Afriquena w/ Cameron Williams
When I asked Cameron Williams about his support system he had a relatable source of motivation, being doubted. When he was younger he launched his “foundation of a creative work”, Jvrrett Apparel. We are talking about flash mob fashion shows in Downtown Chicago, runway shows, photo shoots, and galleries presenting live models in hand made garments at sixteen years old. Though his mother recognized him as an artist (he was attending The Chicago High School for the Arts) when Williams came to her with these elaborate ideas she could not see the possibilities because they all sounded like they would cost a lot of money.

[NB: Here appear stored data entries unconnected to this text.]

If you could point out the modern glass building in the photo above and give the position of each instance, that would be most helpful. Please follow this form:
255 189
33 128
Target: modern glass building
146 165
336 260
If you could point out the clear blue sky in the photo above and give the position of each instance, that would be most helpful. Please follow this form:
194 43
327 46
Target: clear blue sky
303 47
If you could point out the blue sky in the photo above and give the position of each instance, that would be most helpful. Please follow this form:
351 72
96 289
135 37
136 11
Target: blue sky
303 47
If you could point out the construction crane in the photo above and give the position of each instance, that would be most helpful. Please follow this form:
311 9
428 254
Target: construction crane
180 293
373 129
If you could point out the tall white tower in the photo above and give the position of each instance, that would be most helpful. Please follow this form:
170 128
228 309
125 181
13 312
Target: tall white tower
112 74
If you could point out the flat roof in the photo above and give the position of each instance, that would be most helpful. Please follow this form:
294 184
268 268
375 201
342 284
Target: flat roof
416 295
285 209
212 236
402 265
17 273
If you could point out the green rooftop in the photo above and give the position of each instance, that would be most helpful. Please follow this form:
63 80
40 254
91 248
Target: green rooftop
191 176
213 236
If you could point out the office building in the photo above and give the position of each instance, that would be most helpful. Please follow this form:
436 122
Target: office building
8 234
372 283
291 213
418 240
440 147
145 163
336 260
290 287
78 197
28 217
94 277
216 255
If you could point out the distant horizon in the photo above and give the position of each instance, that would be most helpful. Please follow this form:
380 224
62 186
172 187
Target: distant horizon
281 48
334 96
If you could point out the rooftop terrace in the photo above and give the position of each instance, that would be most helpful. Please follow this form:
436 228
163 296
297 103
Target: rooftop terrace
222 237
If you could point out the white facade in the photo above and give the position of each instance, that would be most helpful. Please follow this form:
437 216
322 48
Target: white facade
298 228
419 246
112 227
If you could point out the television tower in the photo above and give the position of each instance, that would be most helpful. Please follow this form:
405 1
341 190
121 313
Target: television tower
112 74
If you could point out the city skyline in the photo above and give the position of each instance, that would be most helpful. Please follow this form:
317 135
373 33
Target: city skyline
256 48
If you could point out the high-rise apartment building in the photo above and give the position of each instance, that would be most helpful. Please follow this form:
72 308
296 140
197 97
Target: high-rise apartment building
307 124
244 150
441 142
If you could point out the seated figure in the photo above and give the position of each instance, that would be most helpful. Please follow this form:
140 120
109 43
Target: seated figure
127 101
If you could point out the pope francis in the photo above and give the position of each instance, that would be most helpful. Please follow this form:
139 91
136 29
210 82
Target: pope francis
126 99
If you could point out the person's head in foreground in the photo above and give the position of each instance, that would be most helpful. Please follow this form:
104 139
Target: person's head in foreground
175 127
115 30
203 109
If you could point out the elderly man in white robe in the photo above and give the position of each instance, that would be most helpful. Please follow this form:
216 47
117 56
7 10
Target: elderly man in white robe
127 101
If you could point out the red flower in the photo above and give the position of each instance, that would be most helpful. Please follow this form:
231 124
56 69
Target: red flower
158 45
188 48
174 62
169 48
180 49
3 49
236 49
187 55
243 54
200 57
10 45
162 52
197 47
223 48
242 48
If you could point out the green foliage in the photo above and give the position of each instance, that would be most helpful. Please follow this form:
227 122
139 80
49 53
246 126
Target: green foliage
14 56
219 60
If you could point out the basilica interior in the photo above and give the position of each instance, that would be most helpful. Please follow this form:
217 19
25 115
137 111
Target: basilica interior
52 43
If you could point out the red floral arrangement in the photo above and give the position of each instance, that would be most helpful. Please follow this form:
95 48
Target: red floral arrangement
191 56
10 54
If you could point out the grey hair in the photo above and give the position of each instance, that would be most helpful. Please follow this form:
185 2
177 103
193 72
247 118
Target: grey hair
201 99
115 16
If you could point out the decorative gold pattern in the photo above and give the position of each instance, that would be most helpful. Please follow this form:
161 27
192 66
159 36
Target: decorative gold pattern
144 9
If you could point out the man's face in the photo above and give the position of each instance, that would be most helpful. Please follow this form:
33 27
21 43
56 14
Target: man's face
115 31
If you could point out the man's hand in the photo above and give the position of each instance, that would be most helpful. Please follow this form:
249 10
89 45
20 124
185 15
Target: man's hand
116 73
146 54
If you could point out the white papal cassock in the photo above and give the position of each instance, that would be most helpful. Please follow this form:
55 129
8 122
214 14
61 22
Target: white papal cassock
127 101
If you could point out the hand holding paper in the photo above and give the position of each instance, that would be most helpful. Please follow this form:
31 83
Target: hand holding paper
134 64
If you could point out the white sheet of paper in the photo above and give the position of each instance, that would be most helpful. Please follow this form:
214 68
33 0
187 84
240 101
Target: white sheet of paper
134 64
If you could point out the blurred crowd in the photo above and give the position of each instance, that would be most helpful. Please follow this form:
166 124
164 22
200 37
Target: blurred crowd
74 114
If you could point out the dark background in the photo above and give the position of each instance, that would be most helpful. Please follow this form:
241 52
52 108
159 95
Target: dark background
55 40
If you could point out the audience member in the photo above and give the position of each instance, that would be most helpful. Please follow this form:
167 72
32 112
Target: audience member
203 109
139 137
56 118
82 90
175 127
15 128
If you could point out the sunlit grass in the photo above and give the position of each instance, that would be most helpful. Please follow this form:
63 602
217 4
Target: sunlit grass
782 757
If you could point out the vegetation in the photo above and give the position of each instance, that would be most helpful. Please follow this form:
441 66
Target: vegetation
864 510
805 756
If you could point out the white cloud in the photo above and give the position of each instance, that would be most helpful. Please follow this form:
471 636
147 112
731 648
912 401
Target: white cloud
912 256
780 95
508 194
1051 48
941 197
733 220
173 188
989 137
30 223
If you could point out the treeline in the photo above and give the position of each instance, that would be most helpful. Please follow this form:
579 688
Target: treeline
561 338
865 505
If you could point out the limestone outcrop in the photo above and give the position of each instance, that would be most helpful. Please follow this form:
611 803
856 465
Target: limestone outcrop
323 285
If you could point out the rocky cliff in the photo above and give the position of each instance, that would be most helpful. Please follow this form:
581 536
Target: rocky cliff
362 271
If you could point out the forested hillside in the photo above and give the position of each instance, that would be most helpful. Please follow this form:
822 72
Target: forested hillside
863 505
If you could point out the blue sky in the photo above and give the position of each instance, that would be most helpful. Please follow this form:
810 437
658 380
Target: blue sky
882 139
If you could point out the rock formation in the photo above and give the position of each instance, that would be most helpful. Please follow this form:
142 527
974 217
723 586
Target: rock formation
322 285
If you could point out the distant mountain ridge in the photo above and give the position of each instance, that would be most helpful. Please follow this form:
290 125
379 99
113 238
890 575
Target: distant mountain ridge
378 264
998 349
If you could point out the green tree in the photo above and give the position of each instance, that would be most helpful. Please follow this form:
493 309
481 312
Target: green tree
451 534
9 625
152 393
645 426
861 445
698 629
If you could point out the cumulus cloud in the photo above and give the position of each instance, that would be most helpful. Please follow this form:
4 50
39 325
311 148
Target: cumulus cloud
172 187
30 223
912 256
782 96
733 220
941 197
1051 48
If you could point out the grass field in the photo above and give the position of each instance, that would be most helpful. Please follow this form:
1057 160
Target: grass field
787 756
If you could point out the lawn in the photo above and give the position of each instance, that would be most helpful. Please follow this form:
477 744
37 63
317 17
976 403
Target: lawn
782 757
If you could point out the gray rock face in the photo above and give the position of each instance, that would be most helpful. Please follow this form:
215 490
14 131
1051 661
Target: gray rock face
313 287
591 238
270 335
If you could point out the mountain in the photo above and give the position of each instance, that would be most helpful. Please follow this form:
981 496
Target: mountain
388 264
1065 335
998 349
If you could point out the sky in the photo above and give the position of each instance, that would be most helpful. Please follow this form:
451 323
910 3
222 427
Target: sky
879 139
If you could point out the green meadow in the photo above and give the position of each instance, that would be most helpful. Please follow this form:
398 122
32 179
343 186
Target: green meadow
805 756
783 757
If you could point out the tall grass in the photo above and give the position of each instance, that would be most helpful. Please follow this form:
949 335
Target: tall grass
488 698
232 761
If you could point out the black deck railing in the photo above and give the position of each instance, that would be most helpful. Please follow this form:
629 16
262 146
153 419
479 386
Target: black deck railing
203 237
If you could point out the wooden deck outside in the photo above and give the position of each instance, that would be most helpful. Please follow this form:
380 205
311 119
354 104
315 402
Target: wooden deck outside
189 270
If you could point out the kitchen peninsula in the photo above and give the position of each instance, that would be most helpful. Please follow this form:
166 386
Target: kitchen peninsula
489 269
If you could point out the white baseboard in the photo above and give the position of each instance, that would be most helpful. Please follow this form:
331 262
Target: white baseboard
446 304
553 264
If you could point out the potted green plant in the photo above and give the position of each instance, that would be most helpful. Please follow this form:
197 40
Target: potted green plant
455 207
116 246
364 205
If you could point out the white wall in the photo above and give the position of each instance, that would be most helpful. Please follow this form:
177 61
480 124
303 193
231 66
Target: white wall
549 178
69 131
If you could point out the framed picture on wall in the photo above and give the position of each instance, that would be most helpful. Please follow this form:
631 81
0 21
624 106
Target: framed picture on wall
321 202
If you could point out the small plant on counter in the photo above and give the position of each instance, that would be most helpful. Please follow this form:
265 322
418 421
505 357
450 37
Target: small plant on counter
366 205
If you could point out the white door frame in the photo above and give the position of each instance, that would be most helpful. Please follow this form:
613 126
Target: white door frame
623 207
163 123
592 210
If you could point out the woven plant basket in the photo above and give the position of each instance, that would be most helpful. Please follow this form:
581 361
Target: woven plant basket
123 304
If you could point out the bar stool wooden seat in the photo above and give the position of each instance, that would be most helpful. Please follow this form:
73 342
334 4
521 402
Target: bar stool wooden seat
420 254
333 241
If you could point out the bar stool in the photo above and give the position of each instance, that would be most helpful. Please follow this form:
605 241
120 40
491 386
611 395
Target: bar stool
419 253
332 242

Time and time again Cameron proved her wrong but she never let up on the pressure for him to perform as an entrepreneur, not just an artist. She wanted to see a return on these grand investments. Personally, he didn’t feel called to the sales aspect of the industry for many years after his first launch.
Later on as Williams prepared for his first day of college in New York City, he had already begun his first day of work in the fashion industry out there. This was the outcome of hours spent researching internships with stylists across the big apple. Eighteen years old, straight out of Chicago with an astounding portfolio on his back (including designs featured in Vogue) he knew he had “four years to do everything I could possibly do” and did! He took full advantage of being in a position of privilege “not like a trust fund, but eating up student loans” to stay in NYC.
There was a particularly meditative moment of our facetime when Cameron expressed how tightly Jesus holds him. He grabbed a white curtain in his room and shook it so fluidly showcasing how it feels to be guided and “never let down.” Many blessings came his way as he studied in NYC. Continuing to work in the fashion industry Williams landed internships with Paper magazine, Louis Vuitton and Gucci in that order. He expanded Jvrrett Apparel which now features hand dyed clothing and still highlights monochromatic color schemes. He admittedly still hesitated with the business component as the brand redirected, maybe I couldn’t sell it because it was “always on my body.” Williams is “always producing” but not always sharing, he is “intentional and selective about releasing to the masses.”
For instance, his latest endeavor is COMPANY, a digital magazine about fashion on www.instagram.com/ccompanyyy where you can find original articles and graphic designs highlighting the latest and greatest of high end fashion including artists, models, and influencers. The account was private for 3 months before publicly launching at the start of quarantine.
Over the years he has worked to truly see himself and beat that thing called imposter syndrome. He says being questioned by his mom overtime was “good because it kept me humble and without ego.” A message for us all. Post grad, Cameron is currently remaining in New York City and we are so excited to continue supporting his journey.